In [1]:
!python -c "import sys; print(sys.executable)"

/home/muhammadtalha/anaconda3/bin/python


# MLFlow lab

In [2]:
import pandas as pd
import mlflow

In [3]:
pd.__version__

'2.0.0'

### Setting up MLFlow tracking server

We also specify artifact root and backend store URI. This makes it possible to store models.

After running this command tracking server will be accessible at `localhost:5000`

In [4]:
%%bash --bg

mlflow server --host 0.0.0.0 \
    --port 5000 \
    --backend-store-uri sqlite:///mlflow.db \
    --default-artifact-root ./mlruns

### MLProject file

This file is used to configure MLFlow steps.
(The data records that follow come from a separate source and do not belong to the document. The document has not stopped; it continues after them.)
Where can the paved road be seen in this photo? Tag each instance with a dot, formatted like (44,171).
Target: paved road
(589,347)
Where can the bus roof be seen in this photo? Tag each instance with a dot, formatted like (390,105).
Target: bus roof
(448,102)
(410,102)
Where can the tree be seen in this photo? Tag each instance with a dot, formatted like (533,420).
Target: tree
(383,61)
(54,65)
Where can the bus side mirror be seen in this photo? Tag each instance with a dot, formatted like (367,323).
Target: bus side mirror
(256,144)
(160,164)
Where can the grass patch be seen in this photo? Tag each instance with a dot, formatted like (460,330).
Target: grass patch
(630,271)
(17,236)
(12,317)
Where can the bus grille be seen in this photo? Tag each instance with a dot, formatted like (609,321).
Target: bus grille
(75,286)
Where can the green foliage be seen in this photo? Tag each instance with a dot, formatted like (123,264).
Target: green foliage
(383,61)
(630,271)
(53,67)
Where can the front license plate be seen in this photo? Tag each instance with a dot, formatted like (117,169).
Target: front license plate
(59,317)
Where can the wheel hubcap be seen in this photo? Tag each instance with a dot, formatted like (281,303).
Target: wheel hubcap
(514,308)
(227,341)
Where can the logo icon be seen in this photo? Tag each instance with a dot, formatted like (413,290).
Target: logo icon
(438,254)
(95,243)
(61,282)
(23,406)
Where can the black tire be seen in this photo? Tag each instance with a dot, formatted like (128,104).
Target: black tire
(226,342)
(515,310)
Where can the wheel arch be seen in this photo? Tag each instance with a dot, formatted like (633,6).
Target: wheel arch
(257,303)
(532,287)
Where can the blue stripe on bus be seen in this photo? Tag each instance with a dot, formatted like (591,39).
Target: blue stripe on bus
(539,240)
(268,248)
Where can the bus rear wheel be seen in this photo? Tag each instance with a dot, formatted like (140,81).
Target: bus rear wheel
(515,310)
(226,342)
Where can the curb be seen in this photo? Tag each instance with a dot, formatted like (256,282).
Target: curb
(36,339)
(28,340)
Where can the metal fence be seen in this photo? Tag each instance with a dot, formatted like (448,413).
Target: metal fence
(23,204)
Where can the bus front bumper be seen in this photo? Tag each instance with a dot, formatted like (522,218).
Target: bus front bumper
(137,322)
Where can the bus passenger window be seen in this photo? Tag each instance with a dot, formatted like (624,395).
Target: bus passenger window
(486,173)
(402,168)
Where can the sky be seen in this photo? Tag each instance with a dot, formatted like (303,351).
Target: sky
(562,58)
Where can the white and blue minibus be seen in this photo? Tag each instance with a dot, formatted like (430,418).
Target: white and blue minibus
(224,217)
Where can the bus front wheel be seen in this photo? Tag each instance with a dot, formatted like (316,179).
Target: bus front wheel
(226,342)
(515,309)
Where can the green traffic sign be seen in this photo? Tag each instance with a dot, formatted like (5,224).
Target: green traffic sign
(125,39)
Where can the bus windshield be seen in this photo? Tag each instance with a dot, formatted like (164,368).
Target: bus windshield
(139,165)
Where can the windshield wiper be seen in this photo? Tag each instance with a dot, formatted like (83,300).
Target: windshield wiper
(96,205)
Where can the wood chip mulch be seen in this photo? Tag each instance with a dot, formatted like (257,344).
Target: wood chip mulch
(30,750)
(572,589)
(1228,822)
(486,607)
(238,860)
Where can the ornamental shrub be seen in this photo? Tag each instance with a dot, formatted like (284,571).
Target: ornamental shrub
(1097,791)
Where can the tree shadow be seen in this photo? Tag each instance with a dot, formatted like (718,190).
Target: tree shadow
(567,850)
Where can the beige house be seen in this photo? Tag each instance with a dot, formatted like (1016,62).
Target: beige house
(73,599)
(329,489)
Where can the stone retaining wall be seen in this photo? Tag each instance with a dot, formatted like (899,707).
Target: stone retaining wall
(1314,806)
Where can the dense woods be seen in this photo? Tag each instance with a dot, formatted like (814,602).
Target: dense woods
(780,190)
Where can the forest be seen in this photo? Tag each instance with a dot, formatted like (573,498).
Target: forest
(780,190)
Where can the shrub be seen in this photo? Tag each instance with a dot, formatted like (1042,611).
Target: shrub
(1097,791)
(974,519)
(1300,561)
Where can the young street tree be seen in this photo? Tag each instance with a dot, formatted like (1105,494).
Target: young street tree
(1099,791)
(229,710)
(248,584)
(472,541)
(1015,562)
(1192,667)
Using `MLproject` we can define our project's pipeline steps, called *entry points*.

Each entry point in this file corresponds to a shell command.

Entry points can be ran using

```
mlflow run -e <ENTRY_POINT>
```

By default `mlflow run` runs `main` entrypoint.

In [5]:
%cat MLproject

name: basic_mlflow

# this file is used to configure Python package dependencies.
# it uses Anaconda, but it can be also alternatively configured to use pip.
conda_env: conda.yaml

# entry points can be ran using `mlflow run <project_name> -e <entry_point_name>
entry_points:
  download_data:
    # you can run any command using MLFlow
    command: "bash download_data.sh"
  # MLproject file has to have main entry_point. It can be toggled without using -e option.
  main:
    # parameters is a key-value collection.
    parameters:
      file_name:
        type: str
        default: "day.csv"
      max_k:
        type: int
        default: 10
    command: "python train.py {file_name} {max_k}"


First we need to download data. We will use weather data from previous machine learning tutorial.

## Training

Now we can train models. See `train.py`.
It contains code from supervised machine learning tutorial; we added tracking metrics and model.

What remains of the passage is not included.